So, what kind of trader am I?
Well, one of the first questions to ask is, “how much time do I have to trade currencies and how long can I comfortably be in a position?”
We can identify different trading personalities by time frame. Take a look at these different styles and see which one may fit you.
- Scalping – Scalpers are very short-term traders, usually in and out of trades within seconds. Most forex brokers discourage this type of trading. It’s also extremely dangerous due the high number of lots required to make a decent profit off a couple pips. Not for the faint of heart or shallow pockets.
- Day traders – Day traders open and close positions in the same trading session.
- Swing traders – Swing trading holds trades for days.
- Position trading – Long term position traders hold trades from weeks to months at a time.
Next question to ask is, “how do I want to analyze the market and decide on which trades to take?”

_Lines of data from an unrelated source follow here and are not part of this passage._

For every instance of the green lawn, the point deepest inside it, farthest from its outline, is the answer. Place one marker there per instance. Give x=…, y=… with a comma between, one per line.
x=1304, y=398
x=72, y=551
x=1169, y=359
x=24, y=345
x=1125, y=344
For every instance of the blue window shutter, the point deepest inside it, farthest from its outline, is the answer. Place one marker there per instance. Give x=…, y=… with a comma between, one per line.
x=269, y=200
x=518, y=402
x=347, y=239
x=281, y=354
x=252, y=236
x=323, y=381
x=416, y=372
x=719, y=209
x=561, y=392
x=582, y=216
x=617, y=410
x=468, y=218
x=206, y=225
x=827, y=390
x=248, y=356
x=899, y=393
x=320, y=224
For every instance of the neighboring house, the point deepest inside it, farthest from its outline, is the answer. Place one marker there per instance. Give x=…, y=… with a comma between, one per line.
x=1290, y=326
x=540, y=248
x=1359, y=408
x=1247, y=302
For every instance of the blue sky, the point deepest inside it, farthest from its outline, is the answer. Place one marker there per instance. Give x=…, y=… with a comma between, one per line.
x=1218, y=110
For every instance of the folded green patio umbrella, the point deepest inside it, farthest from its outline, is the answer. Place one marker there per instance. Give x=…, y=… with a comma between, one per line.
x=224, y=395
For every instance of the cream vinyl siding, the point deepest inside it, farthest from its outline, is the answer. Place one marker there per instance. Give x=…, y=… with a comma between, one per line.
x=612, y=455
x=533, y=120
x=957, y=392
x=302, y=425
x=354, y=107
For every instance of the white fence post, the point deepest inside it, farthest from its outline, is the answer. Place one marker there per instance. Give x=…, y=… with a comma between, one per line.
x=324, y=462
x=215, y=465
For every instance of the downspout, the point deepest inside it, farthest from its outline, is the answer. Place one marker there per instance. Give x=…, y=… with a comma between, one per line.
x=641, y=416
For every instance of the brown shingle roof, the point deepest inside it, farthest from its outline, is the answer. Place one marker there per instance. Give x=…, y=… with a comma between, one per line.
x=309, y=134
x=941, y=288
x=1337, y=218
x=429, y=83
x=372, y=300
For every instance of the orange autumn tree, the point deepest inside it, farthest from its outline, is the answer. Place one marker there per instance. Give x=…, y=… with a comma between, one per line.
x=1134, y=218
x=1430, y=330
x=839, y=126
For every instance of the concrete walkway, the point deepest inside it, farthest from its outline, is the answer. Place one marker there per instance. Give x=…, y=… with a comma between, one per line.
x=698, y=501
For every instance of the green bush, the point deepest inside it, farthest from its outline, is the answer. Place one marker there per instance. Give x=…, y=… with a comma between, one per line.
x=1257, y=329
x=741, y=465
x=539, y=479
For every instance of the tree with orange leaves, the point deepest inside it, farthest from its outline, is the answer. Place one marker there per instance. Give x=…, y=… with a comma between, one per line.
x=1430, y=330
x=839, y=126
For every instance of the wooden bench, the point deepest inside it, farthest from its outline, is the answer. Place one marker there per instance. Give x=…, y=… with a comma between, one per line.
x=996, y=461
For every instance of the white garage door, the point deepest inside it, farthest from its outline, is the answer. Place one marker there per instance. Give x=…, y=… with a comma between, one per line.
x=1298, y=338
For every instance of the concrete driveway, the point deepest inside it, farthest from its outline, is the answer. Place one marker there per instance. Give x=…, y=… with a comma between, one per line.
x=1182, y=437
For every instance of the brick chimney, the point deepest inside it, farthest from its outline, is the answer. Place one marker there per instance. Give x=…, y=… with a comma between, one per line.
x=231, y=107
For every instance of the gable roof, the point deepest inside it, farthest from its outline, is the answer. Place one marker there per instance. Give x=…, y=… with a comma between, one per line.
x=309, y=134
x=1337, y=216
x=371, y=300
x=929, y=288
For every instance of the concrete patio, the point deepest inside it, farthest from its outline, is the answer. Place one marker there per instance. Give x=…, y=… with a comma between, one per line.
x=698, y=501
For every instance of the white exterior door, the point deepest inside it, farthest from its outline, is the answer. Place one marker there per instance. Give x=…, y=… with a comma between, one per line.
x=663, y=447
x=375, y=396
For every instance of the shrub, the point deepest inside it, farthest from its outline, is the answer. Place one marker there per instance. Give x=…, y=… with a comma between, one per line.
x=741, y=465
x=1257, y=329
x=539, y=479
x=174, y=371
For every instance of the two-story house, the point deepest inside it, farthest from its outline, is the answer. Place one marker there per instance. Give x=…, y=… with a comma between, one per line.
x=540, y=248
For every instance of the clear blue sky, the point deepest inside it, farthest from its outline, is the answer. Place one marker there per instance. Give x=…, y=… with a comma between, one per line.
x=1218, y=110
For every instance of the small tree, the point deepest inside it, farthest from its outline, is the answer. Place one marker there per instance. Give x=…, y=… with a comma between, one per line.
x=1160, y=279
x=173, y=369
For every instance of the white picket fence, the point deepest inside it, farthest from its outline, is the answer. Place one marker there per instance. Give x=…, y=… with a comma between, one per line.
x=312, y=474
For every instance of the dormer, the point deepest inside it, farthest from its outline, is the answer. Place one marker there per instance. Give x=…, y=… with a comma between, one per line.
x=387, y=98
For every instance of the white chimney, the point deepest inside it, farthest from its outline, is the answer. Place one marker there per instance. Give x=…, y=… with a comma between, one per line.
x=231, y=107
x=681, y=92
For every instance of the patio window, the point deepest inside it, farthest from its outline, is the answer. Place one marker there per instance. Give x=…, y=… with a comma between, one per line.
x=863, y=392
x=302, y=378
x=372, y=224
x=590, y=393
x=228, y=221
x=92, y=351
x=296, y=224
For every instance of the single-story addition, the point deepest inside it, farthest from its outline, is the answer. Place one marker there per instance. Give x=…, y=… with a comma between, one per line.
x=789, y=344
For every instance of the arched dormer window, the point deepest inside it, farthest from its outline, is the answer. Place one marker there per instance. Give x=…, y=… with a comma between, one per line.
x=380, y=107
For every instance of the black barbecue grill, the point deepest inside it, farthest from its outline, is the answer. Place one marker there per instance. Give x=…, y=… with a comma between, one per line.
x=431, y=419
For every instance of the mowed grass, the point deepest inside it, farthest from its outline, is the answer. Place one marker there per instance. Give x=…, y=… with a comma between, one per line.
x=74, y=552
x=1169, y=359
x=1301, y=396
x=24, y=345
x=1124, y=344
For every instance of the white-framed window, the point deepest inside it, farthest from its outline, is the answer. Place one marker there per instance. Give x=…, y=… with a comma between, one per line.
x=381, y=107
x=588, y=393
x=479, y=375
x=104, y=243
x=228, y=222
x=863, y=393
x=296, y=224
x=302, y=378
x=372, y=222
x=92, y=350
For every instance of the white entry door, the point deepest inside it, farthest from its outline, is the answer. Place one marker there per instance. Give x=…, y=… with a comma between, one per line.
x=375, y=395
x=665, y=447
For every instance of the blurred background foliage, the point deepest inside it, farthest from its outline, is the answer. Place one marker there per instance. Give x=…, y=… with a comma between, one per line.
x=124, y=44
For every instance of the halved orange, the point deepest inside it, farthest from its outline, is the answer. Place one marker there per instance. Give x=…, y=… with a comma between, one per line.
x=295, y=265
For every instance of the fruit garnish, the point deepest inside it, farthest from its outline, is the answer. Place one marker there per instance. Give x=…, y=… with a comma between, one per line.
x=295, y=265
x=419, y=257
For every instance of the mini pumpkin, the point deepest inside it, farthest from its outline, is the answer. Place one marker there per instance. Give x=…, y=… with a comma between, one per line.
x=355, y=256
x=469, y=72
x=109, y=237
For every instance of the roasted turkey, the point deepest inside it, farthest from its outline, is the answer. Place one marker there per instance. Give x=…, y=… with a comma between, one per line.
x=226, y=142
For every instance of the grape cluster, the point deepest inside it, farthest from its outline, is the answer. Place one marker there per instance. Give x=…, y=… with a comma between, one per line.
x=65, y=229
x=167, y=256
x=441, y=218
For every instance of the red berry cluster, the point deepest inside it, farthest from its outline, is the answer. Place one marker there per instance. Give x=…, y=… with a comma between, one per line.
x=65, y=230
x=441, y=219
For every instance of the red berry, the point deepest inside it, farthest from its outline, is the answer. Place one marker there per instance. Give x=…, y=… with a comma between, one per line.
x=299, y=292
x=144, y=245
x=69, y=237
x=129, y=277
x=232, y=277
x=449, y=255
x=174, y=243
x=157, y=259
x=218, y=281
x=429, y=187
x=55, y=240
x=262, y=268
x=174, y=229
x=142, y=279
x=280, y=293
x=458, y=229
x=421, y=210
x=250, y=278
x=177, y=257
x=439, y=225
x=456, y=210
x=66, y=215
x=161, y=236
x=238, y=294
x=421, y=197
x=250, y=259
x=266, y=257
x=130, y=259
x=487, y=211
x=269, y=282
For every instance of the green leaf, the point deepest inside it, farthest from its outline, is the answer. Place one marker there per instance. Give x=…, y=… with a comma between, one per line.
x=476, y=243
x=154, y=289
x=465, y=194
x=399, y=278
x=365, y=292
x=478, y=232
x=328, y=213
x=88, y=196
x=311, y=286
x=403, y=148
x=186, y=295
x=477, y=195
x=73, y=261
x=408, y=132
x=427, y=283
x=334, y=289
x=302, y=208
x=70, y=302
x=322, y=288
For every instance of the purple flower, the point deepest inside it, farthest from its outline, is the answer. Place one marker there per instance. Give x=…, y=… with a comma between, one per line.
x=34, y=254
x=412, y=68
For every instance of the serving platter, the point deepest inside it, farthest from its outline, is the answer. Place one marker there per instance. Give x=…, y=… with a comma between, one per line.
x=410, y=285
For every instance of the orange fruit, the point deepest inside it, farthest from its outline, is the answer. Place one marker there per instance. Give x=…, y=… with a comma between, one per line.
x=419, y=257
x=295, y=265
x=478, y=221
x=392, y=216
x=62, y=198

- Technical Analysis – using charts and technical indicators to analyze the past price movements of a currency pair to possibly see where the price may go in the future.
- Fundamental Analysis – Watching and analyzing economic news reports and indicators such as GDP, CPI, Employment data, or any political news that may affect a country’s economy and their currency.
And finally are you a system trader, or are you a discretionary trader?
- System Trader – a system trader or mechanical trader tends to take to signals from system of technical indicators to automatically enter and exit trades. For instance, if the stochastic indicator shows that the currency pair is oversold, the system trader will automatically enter a buy on the currency pair.
- Discretionary trader – this trading style usually refers to traders who use both technical and fundamental analysis. A trader’s technical method may signal a possible trade entry, but his or her analysis of the fundamental landscape may show a different story on the same pair.